Cerca de uma semana depois, no dia 11 de março, o jornal britânico "The Guardian" publicou uma notícia dizendo que mais de duas dezenas de arqueólogos e antropólogos estavam condenando a atitude do National Geographic sobre as alegações sobre as "cidades perdidas" de Honduras. Em uma espécie de Carta Aberta os mesmos protestavam contra a "espetacularização" dos sítios arqueológicos do país.
John Hoopes, um dos signatários e professor de Antropologia da Universidade de Kansas, nos Estados Unidos, disse que a National Geographic tinha demonstrado "um desrespeito para com o conhecimento indígena, e que se tratava de um discurso colonialista".
O presidente de Honduras, Juan Orlando Hernández (à esquerda) ao lado do arqueólogo Chris Fisher (à direita) |
"Nós nunca dissemos que era a 'Cidade Branca' ou a 'Cidade Perdida do Deus Macaco'. Os artigos não são artigos científicos, mas não negamos que a população local possa ter conhecimento desses sítios. Entretanto, a região estava inabitada e relativamente intacta depois de todos esses séculos", disse Christopher Fisher, que como sabemos pertence a equipe de Steve Elkins.
Embora ele tenha dado essa declaração em 2015, aparentemente isso não impediu os planos em realizar um documentário tendo essa lenda como plano de fundo. A National Geographic, por sua vez, tentou se defender dizendo que sua cobertura havia sido imparcial, e que não dava créditos a declarações fantasiosas do passado em relação as lendas locais.
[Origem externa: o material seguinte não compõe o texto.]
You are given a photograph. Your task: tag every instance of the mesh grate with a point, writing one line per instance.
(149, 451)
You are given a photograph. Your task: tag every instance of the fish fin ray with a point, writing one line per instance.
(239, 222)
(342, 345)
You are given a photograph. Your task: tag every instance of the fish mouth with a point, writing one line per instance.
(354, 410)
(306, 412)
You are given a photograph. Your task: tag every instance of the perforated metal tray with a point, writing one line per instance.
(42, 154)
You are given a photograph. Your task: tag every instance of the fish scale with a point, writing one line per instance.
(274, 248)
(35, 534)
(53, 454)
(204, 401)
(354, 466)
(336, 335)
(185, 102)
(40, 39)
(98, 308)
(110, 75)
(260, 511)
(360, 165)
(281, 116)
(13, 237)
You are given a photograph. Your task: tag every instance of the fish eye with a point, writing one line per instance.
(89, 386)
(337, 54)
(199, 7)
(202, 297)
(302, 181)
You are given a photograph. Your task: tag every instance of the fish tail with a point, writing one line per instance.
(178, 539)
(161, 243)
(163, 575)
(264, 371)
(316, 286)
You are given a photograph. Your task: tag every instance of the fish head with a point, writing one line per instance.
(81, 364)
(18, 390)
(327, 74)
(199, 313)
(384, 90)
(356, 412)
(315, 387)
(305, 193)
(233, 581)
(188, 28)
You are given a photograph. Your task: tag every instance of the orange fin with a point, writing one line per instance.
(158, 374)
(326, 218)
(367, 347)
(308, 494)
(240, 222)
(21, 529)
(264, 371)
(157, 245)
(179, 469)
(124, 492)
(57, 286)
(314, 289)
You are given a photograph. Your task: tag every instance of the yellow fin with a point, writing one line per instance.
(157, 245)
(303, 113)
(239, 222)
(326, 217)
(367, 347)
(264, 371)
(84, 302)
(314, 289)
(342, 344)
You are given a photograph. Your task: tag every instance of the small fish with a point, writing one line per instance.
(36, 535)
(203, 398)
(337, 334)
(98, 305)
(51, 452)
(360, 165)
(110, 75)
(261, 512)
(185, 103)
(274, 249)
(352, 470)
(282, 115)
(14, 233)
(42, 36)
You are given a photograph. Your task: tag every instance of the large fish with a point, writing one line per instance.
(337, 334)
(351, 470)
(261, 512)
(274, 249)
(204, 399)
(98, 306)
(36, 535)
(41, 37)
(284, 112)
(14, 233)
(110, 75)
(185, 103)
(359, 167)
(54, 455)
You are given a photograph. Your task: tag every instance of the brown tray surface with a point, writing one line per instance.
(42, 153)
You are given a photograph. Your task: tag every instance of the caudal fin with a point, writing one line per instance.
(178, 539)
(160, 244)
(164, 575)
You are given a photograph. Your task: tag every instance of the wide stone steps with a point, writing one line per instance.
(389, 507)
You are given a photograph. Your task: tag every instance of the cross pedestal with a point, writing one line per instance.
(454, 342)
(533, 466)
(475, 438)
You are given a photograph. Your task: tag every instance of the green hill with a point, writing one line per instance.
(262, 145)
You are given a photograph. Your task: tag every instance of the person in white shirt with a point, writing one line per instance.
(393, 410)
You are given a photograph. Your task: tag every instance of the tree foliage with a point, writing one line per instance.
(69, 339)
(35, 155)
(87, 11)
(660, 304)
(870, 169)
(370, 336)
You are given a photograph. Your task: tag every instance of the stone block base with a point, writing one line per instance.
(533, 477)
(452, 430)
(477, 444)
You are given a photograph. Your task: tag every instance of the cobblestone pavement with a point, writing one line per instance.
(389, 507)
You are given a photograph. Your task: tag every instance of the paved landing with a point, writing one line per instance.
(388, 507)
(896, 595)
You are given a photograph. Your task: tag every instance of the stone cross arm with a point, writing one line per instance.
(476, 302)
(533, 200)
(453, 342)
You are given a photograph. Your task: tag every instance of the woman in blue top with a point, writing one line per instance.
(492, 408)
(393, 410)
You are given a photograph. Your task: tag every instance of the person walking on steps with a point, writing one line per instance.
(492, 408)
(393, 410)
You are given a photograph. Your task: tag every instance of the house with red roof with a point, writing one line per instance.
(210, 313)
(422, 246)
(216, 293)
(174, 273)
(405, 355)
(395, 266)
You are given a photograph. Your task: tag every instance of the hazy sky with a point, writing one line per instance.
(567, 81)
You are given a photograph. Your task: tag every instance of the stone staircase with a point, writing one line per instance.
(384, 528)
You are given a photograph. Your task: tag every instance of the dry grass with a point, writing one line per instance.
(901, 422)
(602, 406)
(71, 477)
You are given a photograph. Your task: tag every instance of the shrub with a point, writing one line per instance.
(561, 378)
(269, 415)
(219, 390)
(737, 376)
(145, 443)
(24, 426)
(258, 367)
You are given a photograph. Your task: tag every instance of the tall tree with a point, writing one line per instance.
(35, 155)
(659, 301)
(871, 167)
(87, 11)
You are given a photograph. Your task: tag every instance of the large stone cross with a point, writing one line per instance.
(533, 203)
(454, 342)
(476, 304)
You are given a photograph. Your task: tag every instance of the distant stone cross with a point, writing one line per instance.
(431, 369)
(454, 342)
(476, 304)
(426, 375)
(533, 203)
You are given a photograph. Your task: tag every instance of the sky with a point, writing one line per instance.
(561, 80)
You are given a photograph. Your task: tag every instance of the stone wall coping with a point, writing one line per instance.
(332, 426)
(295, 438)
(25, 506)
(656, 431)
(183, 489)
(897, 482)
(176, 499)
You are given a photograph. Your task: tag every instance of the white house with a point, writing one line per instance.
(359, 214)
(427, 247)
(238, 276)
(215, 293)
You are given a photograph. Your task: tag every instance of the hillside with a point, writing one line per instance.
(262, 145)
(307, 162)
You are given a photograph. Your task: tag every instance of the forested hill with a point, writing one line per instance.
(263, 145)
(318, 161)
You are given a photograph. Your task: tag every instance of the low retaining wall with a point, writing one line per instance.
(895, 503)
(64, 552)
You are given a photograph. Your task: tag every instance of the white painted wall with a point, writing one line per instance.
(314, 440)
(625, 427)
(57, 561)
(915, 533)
Confira o Teor da Carta dos Acadêmicos Internacionais: Achados Arqueológicos em Honduras
6 de Março de 2015,
A quem interessar possa:
Escrevemos para expressar sérias preocupações sobre os artigos recentes proclamando a descoberta de uma cidade perdida ou civilização perdida em Honduras. Descobrimos que esses artigos: 1) fazem alegações exageradas da "descoberta", 2) ignoram extensas pesquisas anteriores na região, 3) não reconhecem a familiaridade dos moradores locais com a região, 4) sensacionalizam a prática da Arqueologia e 5) empregam um discurso ofensivo e ultrapassado, que está em desacordo com os esforços substanciais da Antropologia na inclusão e na multivocalidade. Além de parecer desinformado e focado no autoengrandecimento, esses artigos implicitamente violam um princípio básico da ciência, atribuído ao arqueólogo David Hurst Thomas: "Não é o que você encontra, é o que você descobre."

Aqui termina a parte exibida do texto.